2. Although it is asserted that the preclusion of appellate review somehow amounts to a suspension of the writ of habeas corpus in violation of U.S. Const, art. I, § 9, and Nev. Const.

Page 80
art. I, § 5, we do not agree. The antisuspension clause is not violated if the traditional efficacy of the writ is not impaired. Grego v. Sheriff, 94 Nev. 48, 574 P.2d 275 (1978). The scope of the writ is not altered by the challenged statute. Here, as in Grego, the legislative reform was designed to deal with practical administrative problems. Legislative history discloses a purpose to eliminate frivolous pretrial habeas appeals, and to prevent the concomitant delay in bringing those cases on for trial. The preclusion of appellate review of the denial of a habeas petition challenging probable cause is a reasonable legislative regulation of the writ, and does not infringe upon the antisuspension clause.

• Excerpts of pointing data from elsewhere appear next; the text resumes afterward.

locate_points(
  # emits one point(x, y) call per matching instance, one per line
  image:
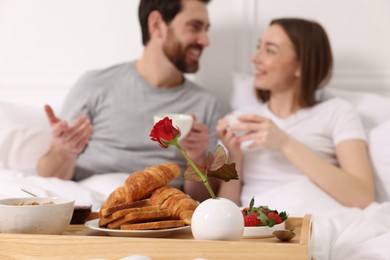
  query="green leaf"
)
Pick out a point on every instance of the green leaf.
point(227, 172)
point(283, 215)
point(219, 158)
point(252, 203)
point(263, 218)
point(191, 175)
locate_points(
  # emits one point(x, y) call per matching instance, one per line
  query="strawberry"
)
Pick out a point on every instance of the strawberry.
point(274, 215)
point(251, 220)
point(245, 211)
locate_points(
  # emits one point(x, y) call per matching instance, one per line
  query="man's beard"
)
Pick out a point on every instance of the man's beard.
point(175, 52)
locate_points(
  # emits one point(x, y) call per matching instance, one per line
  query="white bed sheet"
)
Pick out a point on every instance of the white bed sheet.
point(93, 190)
point(338, 232)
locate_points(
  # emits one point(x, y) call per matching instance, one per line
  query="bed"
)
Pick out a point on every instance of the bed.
point(339, 232)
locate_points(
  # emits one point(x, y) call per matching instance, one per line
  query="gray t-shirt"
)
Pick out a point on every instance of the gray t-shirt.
point(121, 105)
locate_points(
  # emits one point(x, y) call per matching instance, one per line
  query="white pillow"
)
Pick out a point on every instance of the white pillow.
point(379, 139)
point(373, 108)
point(24, 137)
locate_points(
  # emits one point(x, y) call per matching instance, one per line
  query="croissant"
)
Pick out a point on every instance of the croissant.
point(140, 184)
point(178, 204)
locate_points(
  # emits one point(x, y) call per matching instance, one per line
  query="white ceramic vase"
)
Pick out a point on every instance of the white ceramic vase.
point(217, 219)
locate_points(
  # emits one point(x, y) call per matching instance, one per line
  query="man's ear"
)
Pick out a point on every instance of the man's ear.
point(156, 24)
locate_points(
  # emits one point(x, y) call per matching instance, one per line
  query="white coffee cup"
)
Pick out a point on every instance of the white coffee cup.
point(182, 121)
point(233, 119)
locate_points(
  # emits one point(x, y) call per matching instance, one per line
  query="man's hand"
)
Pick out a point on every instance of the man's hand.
point(72, 138)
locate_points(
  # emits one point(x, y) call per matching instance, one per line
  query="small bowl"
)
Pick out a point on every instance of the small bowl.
point(49, 215)
point(81, 213)
point(262, 231)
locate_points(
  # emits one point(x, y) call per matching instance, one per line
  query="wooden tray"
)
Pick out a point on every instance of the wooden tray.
point(79, 242)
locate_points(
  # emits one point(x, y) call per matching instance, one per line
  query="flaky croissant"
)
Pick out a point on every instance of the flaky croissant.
point(140, 184)
point(178, 204)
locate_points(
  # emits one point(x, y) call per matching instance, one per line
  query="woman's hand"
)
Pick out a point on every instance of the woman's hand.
point(229, 139)
point(262, 132)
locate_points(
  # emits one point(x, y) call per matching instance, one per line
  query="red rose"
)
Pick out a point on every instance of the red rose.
point(164, 132)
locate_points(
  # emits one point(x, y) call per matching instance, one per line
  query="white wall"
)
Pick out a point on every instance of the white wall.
point(46, 44)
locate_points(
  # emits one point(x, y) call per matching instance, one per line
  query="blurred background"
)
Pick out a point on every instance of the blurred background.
point(45, 45)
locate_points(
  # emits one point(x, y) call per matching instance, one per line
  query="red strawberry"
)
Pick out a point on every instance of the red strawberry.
point(244, 211)
point(251, 220)
point(275, 216)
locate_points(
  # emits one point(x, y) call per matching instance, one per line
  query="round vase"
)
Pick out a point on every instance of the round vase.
point(217, 219)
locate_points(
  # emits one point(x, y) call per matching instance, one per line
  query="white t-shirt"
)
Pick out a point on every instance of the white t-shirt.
point(320, 128)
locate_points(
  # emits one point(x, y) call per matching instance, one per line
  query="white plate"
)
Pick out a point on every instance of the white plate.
point(94, 224)
point(262, 231)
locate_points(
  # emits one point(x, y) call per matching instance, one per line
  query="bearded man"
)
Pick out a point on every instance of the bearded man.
point(107, 116)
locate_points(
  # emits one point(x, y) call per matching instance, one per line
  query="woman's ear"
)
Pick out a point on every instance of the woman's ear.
point(298, 72)
point(155, 24)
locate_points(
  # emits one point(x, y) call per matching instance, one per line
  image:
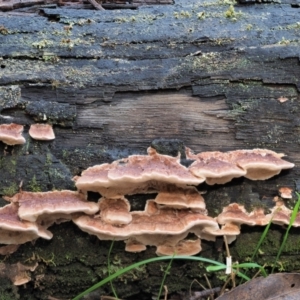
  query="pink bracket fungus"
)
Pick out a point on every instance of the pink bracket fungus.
point(153, 226)
point(136, 174)
point(260, 164)
point(237, 214)
point(15, 231)
point(179, 198)
point(215, 170)
point(42, 132)
point(46, 207)
point(218, 167)
point(11, 134)
point(115, 211)
point(286, 192)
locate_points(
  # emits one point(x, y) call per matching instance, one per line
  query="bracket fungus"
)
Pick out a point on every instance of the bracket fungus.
point(41, 132)
point(220, 168)
point(168, 221)
point(115, 211)
point(179, 198)
point(11, 134)
point(136, 174)
point(47, 207)
point(153, 226)
point(13, 230)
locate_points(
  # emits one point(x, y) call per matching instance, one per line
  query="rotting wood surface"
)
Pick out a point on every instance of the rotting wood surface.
point(111, 82)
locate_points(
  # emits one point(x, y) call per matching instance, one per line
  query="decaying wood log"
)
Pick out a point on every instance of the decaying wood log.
point(215, 75)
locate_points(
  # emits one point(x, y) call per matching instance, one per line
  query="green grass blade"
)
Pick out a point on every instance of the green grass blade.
point(138, 264)
point(292, 219)
point(215, 268)
point(109, 269)
point(165, 276)
point(250, 265)
point(262, 238)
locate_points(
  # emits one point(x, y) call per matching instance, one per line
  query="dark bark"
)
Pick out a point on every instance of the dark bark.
point(111, 82)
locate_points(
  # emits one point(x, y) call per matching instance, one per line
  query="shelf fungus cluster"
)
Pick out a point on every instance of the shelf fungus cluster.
point(174, 221)
point(11, 134)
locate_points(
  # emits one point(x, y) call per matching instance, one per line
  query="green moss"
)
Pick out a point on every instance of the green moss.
point(34, 186)
point(10, 190)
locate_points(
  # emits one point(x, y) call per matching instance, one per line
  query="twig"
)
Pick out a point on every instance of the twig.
point(199, 295)
point(96, 4)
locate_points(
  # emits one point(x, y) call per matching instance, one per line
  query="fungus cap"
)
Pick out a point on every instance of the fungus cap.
point(153, 226)
point(42, 132)
point(51, 205)
point(11, 134)
point(115, 211)
point(286, 192)
point(260, 164)
point(237, 214)
point(216, 170)
point(179, 198)
point(15, 231)
point(154, 166)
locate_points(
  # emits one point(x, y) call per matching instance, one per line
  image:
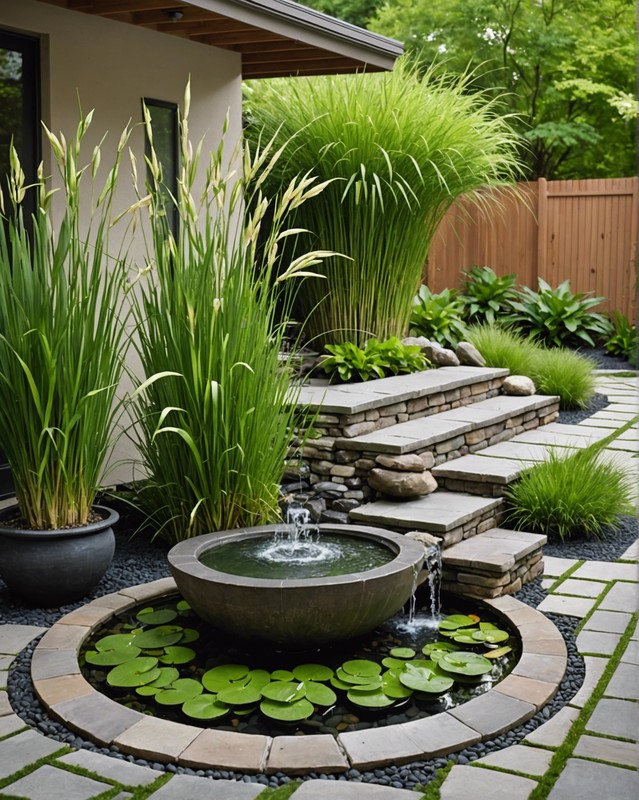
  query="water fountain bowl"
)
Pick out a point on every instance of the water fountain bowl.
point(294, 612)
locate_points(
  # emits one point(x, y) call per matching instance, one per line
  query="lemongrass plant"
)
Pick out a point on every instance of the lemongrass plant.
point(215, 408)
point(61, 334)
point(401, 147)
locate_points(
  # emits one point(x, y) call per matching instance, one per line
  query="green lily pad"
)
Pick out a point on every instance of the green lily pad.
point(149, 616)
point(112, 657)
point(163, 636)
point(454, 621)
point(177, 655)
point(464, 663)
point(205, 706)
point(361, 667)
point(219, 678)
point(284, 691)
point(313, 672)
point(375, 699)
point(136, 672)
point(402, 652)
point(179, 692)
point(319, 694)
point(287, 712)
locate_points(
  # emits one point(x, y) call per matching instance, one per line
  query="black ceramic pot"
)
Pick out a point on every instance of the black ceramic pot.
point(52, 568)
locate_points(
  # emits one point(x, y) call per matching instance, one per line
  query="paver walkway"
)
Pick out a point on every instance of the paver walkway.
point(591, 745)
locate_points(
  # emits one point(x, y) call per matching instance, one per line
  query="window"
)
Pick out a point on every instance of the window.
point(164, 126)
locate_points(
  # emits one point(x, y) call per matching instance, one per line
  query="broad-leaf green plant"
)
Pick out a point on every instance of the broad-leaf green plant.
point(487, 295)
point(558, 316)
point(399, 148)
point(62, 341)
point(215, 406)
point(438, 317)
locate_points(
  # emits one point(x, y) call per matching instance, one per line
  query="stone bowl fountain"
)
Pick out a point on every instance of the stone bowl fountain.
point(289, 610)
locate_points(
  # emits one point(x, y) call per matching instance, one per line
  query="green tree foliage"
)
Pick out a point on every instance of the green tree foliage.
point(564, 67)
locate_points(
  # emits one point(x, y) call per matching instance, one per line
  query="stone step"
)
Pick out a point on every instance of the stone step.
point(497, 562)
point(449, 516)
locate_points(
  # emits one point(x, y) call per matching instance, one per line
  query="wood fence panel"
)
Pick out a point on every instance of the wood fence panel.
point(584, 231)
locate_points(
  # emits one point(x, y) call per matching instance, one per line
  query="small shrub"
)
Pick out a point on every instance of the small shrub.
point(376, 359)
point(564, 373)
point(623, 341)
point(487, 295)
point(439, 317)
point(558, 317)
point(570, 495)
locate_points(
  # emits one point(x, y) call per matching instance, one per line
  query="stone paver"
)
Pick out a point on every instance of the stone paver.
point(612, 750)
point(469, 783)
point(48, 782)
point(587, 780)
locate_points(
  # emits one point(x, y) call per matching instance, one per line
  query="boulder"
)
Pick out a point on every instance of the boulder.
point(469, 355)
point(441, 356)
point(519, 385)
point(401, 484)
point(407, 463)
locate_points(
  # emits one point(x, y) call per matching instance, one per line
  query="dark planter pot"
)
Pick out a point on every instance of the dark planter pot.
point(52, 568)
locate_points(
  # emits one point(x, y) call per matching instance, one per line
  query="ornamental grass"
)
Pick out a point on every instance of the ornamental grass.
point(398, 147)
point(215, 408)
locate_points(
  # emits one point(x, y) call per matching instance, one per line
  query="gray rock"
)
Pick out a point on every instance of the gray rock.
point(407, 463)
point(441, 356)
point(401, 484)
point(469, 355)
point(519, 385)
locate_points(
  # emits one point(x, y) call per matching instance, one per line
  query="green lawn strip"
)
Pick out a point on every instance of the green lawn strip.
point(579, 727)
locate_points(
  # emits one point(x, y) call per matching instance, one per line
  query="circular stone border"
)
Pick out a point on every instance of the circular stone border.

3. The amendment to NRS 34.380 does not preclude appellate review of an order granting habeas relief. Consequently, it is contended that the legislative treatment accorded a defendant on the one hand, and the state on the other is unequal and necessarily a denial of equal protection. This contention is not sound. We already have noted that it was within the legislative province to determine that a rational relationship exists between the preclusion of appellate review of the denial of pretrial habeas petitions challenging probable cause, and the object sought to be accomplished, namely to eliminate the delay in bringing those cases on for trial. Thus, this concern of the equal protection clause is satisfied. Oueilhe v. Lovell, 93 Nev. 111, 560 P.2d 1348 (1977); Gaessler v. Sheriff, 95 Nev. 267, 592 P.2d 955 (1979).

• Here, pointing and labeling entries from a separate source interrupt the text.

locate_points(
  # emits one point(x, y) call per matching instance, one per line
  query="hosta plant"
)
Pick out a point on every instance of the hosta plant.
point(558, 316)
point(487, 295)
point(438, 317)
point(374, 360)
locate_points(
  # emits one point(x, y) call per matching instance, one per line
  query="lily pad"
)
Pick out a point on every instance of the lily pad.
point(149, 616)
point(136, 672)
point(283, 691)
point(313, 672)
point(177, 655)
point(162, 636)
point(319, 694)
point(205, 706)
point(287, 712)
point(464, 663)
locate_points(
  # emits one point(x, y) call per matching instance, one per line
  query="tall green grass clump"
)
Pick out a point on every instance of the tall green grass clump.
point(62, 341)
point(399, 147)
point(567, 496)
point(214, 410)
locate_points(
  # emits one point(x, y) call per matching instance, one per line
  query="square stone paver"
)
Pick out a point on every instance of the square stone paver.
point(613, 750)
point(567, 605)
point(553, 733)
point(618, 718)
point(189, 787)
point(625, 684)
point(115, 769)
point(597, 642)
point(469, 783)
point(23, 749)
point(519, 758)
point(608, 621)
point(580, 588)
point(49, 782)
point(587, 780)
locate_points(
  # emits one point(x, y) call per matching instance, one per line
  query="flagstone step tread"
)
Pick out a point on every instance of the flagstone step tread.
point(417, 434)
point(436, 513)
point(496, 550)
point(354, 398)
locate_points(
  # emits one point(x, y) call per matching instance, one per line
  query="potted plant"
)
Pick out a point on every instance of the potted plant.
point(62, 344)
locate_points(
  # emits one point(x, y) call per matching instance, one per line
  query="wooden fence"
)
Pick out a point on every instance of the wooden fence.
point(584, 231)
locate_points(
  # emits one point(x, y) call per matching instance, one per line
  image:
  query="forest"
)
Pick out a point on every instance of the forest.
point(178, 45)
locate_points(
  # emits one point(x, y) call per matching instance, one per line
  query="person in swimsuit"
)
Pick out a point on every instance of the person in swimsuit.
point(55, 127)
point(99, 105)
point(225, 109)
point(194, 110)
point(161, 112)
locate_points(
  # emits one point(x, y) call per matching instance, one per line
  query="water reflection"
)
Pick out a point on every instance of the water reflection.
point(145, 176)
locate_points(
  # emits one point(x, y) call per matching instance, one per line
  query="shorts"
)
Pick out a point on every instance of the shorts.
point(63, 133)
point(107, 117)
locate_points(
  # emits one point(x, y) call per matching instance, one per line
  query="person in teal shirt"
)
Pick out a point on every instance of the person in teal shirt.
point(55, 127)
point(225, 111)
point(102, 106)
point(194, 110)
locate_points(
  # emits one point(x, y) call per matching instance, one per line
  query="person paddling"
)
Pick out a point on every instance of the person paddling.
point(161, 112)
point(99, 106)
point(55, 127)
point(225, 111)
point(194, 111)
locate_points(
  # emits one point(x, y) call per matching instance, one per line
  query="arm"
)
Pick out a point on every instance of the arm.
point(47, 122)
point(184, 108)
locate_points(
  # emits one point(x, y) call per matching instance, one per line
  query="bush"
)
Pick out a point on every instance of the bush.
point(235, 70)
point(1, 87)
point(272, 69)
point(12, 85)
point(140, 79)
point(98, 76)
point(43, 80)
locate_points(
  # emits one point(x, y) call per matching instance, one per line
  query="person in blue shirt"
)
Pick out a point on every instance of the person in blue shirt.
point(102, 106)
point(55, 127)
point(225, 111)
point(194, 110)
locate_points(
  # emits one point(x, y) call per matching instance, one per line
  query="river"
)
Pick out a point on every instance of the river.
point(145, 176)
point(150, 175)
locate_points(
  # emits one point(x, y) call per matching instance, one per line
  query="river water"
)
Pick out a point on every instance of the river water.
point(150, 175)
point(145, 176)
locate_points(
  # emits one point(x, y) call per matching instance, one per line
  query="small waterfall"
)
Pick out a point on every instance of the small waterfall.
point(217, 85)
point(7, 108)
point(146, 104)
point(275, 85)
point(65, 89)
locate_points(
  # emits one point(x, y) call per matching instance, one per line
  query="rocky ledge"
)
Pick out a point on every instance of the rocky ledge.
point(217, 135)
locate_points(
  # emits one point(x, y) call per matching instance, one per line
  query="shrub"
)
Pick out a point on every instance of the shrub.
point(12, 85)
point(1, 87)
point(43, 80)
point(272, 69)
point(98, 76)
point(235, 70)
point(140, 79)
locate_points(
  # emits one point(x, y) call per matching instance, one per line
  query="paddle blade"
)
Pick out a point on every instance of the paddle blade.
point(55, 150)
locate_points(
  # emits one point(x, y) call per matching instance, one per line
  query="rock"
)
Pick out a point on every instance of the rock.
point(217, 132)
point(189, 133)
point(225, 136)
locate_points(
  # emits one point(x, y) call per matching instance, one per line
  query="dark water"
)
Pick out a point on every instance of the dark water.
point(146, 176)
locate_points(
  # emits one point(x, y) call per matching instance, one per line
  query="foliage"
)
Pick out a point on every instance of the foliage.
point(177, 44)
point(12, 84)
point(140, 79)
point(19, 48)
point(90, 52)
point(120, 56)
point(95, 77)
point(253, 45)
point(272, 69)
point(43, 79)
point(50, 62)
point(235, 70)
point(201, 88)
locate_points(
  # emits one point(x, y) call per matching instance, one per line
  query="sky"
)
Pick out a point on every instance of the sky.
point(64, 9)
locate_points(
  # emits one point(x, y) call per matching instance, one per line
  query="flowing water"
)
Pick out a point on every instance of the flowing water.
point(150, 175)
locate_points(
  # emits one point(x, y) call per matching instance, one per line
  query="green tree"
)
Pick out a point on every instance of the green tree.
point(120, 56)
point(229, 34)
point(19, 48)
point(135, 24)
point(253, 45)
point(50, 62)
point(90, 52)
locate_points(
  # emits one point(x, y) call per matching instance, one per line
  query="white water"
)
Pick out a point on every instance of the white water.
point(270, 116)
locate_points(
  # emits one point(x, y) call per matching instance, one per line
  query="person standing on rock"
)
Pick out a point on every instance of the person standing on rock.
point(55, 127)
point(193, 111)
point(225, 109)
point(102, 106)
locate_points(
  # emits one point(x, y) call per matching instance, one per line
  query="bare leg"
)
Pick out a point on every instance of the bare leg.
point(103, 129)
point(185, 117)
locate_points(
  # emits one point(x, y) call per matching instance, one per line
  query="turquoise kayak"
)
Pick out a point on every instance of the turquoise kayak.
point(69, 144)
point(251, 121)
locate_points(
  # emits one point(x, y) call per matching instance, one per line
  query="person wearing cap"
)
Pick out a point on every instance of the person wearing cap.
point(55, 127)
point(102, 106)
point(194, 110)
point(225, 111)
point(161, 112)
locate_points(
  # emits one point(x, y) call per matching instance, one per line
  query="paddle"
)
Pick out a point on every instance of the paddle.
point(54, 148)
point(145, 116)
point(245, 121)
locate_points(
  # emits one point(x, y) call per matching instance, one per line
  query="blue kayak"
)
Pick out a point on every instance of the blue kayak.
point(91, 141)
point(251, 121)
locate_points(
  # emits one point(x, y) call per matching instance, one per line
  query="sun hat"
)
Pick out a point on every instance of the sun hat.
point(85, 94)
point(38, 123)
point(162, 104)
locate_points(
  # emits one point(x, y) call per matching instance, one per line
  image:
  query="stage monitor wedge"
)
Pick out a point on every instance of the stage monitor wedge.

A defendant charged with having committed a public offense may challenge probable cause to hold him to answer through a petition for a writ of habeas corpus. If unsuccessful, he thereafter may challenge the state’s case at trial, and on appeal from conviction if conviction occurs. An order denying pretrial habeas relief is not a final adjudication of his guilt. On the other hand, an order granting such a petition for relief before trial possesses the quality of a final judgment. Once a judicial officer has determined that probable cause does not exist, it would be the most naked deprivation of due process, Gerstein v. Pugh, 420 U.S. 103 (1975), and an intolerable interference with the privilege of the writ, People v. Jennings, 158 N.E. 613 (N.Y. 1927), to retain him in custody pending appeal by the state. NRS 171.206.

The difference in finality between the denial and granting of habeas relief supplies a reasonable basis precluding review in the one instance and allowing it in the other. We perceive no equal protection problem.

Page 81
4. NRAP 22 appears to be in conflict with NRS 34.380 since it contemplates the remedy of appeal to the Supreme Court from an order of the district court denying the writ. The rule was adopted at a time when statute authorized an appeal from an order denying pretrial habeas relief. Statute no longer authorizes such an appeal. Since the right to appeal is a matter of legislative grant, Ex parte Sullivan, that part of the rule became inoperative when the statute giving the right to appeal was nullified.

We, therefore, conclude that the statute is valid as applied to pretrial writs of habeas corpus to test probable cause. We express no opinion as to its validity in other contexts.

Appeal dismissed.

Mowbray, C. J., and Manoukian and Batjer, JJ., concur.